Today, the center is a site for graduate student training, support groups, and counseling and therapy for people who may not be able to afford private mental health care.

Dr.  Middleton served as clinical and training director at the Center while earning her doctorate from Nova Southeastern University in Fort Lauderdale.

During the Bush administration, the center was designated as the country’s 813th Point of Light in recognition of its emphasis on volunteerism.

I first met “Doc” in 1998 when then retired U.S. Army Gen. Colin Powell visited Florida Atlantic University at the invitation of Dr. Middleton and the late Dan Weppner, a retired FAU professor who was a devout advocate of public schools and student volunteerism.

Powell also helped launched Boca Raton’s Promise – The Alliance For Youth, the local affiliate of his national nonprofit America’s Promise.

Then governor, Lawton Chiles, invited her the previous year to be one of five State delegates to organize “Communities of Promise” in Florida and attend the Presidential Summit for America’s Youth in Philadelphia.

I worked closely with her on several youth mental health initiatives and I saw how passionate she was about the topic. She had a way of conveying the seriousness of the illness while maintaining an unforced conversational delivery, which was warm as the voice of an informed companion.

“She lived some of those experiences in her own life,” said Rita Thrasher, a longtime trusted friend, protégé, caretake and current president & CEO of Boca Raton’s Promise. “She understood. She appreciated.”
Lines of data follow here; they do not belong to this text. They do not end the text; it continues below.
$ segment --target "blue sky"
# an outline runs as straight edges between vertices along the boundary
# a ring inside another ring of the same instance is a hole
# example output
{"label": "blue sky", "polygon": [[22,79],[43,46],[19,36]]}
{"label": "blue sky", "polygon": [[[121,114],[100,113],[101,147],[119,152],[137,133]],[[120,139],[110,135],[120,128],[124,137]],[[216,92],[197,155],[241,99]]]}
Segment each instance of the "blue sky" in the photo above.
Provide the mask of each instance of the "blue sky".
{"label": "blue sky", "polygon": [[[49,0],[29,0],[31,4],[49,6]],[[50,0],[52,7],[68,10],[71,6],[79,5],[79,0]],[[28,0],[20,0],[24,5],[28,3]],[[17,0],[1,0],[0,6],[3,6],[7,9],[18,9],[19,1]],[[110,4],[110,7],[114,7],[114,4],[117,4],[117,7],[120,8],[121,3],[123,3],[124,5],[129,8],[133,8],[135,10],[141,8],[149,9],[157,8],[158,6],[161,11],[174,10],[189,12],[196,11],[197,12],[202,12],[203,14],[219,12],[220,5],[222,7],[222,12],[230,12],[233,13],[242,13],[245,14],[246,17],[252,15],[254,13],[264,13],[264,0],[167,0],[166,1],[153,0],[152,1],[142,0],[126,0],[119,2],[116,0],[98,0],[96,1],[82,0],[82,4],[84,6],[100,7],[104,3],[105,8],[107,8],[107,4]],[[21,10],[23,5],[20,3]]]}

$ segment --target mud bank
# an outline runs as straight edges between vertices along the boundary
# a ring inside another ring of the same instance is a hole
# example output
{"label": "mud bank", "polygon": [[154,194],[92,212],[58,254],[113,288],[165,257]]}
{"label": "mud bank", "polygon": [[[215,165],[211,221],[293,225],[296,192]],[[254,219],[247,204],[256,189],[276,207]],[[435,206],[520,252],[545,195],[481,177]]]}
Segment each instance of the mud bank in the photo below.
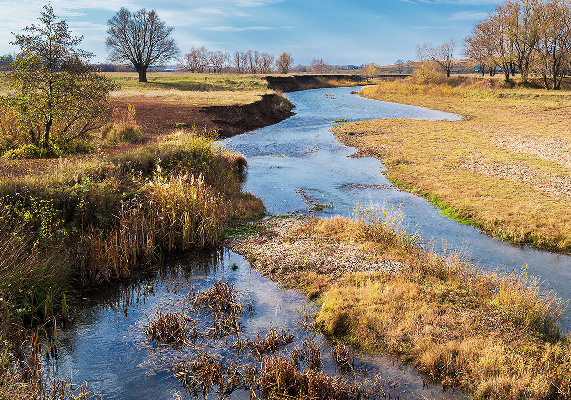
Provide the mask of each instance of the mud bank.
{"label": "mud bank", "polygon": [[266,94],[262,100],[245,106],[205,107],[201,112],[208,116],[221,138],[230,138],[287,119],[295,113],[287,99],[276,94]]}
{"label": "mud bank", "polygon": [[359,75],[295,75],[291,76],[266,76],[268,87],[282,92],[299,92],[308,89],[358,86],[365,78]]}

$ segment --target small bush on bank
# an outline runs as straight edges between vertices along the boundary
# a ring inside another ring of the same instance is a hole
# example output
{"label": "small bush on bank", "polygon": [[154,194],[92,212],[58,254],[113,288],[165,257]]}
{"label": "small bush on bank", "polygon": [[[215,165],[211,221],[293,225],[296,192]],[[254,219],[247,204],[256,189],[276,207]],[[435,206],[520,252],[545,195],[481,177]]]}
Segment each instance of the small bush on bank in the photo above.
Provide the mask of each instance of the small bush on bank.
{"label": "small bush on bank", "polygon": [[140,127],[135,117],[136,110],[129,104],[126,110],[114,107],[111,110],[113,122],[101,128],[101,139],[107,142],[132,143],[143,139]]}

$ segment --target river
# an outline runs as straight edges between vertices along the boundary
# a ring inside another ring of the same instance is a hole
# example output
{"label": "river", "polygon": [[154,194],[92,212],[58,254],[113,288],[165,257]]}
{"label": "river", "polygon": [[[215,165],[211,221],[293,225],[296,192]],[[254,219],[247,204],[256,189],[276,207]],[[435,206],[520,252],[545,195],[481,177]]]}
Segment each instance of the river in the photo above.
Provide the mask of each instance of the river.
{"label": "river", "polygon": [[[460,118],[350,94],[356,90],[359,89],[289,94],[297,106],[296,115],[224,140],[224,146],[243,153],[248,159],[246,189],[260,197],[276,214],[307,212],[307,196],[329,204],[330,208],[317,213],[320,216],[350,215],[358,202],[386,201],[389,207],[402,207],[411,229],[420,229],[425,241],[444,241],[458,246],[468,244],[472,259],[486,268],[519,269],[528,264],[530,270],[548,278],[560,293],[568,294],[564,284],[571,269],[568,256],[504,243],[454,223],[425,200],[397,189],[382,175],[383,167],[377,160],[348,157],[355,150],[339,144],[329,131],[333,126],[331,123],[337,119]],[[145,324],[159,307],[163,312],[187,308],[188,293],[208,288],[215,280],[221,278],[235,285],[254,302],[253,315],[241,318],[244,334],[254,336],[271,327],[284,328],[295,336],[288,345],[289,350],[308,334],[298,321],[303,310],[315,306],[304,296],[280,289],[251,269],[249,262],[237,254],[224,249],[197,251],[170,259],[144,276],[86,293],[77,305],[79,313],[58,332],[63,345],[58,371],[65,373],[71,369],[77,372],[76,382],[89,381],[90,389],[104,394],[107,399],[172,399],[173,390],[184,394],[184,389],[172,375],[177,361],[192,357],[202,350],[221,354],[225,360],[244,356],[229,348],[232,340],[227,337],[204,340],[182,350],[158,348],[146,339]],[[323,369],[331,374],[344,373],[338,370],[331,357],[331,345],[321,335],[311,334],[315,335],[316,342],[321,345]],[[397,382],[393,394],[402,398],[468,397],[460,391],[446,390],[410,366],[390,358],[365,354],[357,359],[359,377],[370,379],[380,373]],[[363,366],[367,367],[361,370]],[[247,399],[250,393],[237,391],[232,397]]]}
{"label": "river", "polygon": [[[399,190],[381,173],[372,158],[348,157],[354,148],[339,143],[329,130],[340,118],[348,122],[385,118],[458,120],[461,117],[412,106],[365,99],[351,94],[360,88],[317,89],[287,94],[297,114],[283,122],[224,140],[246,156],[250,167],[244,189],[260,197],[275,214],[307,212],[300,189],[322,204],[333,205],[316,216],[351,215],[356,204],[369,201],[402,207],[411,231],[426,243],[467,250],[485,269],[520,270],[528,266],[564,300],[571,298],[571,256],[498,240],[473,227],[442,216],[425,199]],[[331,96],[331,95],[333,95]],[[571,308],[562,317],[571,328]]]}

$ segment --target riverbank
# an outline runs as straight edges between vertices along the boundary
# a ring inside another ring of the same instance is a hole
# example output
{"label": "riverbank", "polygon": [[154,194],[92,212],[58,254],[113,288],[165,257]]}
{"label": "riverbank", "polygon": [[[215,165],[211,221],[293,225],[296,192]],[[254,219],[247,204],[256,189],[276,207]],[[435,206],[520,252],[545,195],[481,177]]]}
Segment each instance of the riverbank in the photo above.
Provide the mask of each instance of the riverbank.
{"label": "riverbank", "polygon": [[377,120],[333,131],[372,156],[401,188],[504,240],[571,250],[571,97],[492,88],[479,78],[365,88],[368,98],[465,116],[459,122]]}
{"label": "riverbank", "polygon": [[483,274],[421,248],[400,218],[274,217],[224,244],[316,298],[316,322],[334,340],[395,355],[477,398],[571,398],[560,301],[525,274]]}
{"label": "riverbank", "polygon": [[[77,291],[128,278],[170,253],[215,246],[228,221],[265,212],[242,189],[246,159],[216,139],[182,131],[102,160],[0,179],[3,398],[18,398],[23,385],[40,397],[42,360],[57,349],[39,344],[48,340],[43,329],[27,327],[70,315]],[[70,395],[63,382],[45,395]]]}

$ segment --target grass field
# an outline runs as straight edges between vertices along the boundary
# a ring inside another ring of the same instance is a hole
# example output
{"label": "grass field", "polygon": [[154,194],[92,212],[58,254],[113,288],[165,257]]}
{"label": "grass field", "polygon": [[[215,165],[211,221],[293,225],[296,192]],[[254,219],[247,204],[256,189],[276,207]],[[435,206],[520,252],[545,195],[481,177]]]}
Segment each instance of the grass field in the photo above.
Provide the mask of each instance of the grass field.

“Doc” was at the onset of recognizing and acknowledging the importance of stress in the lives of children. This was long before we appreciated how long-lasting the effects of trauma are in early life and adolescence.

As she organized and executed the peer counseling programs, Dr. Middleton saw how the students were learning to work together and to better understand themselves and others.

In the 1960s and 1970s, she worked to advance the concept of peer counseling for teenagers — the idea that support groups led by peers rather than authority figures would be most effective for young people in need of guidance.

She launched a very significant preventative concept when she taught high school students to essentially say to their friends, ‘I’m worried about you . . . I’m concerned. I miss the old you.’

Back then, the notion that kids were pretty resilient, that they could take things and bounce back, was quite common. But she helped us, over time, to realize how formative those years are in long-term emotional health, and how those early years chart the course for somebody’s life forever.

“She wanted them to be connected and listened to,” Thrasher said. “She wanted them to become guided. It’s up to the youths to listen to their pers. You must utilize their talents, their skills.”

A native of Hazelhurst, Georgia, Dr. Middleton earned a BS in Business Education from Stetson University. There, she and Faulk assisted Dr. George Hood in creating Stetson’s first counseling center.  Her skill for listening compassionately followed her as a guidance counselor at Fairfax High School in Virginia where she was encouraged to seek advanced studies.

She continued in academia earning a master’s from Peabody College in Nashville, where she was invited to membership in Peabody’s Business Honor Society which led to an internship at the Pentagon in Washington D.C.

One of her highlights was completing requirements to be listed in the National Registry for Group Psychology as a Certified Group Psychologist.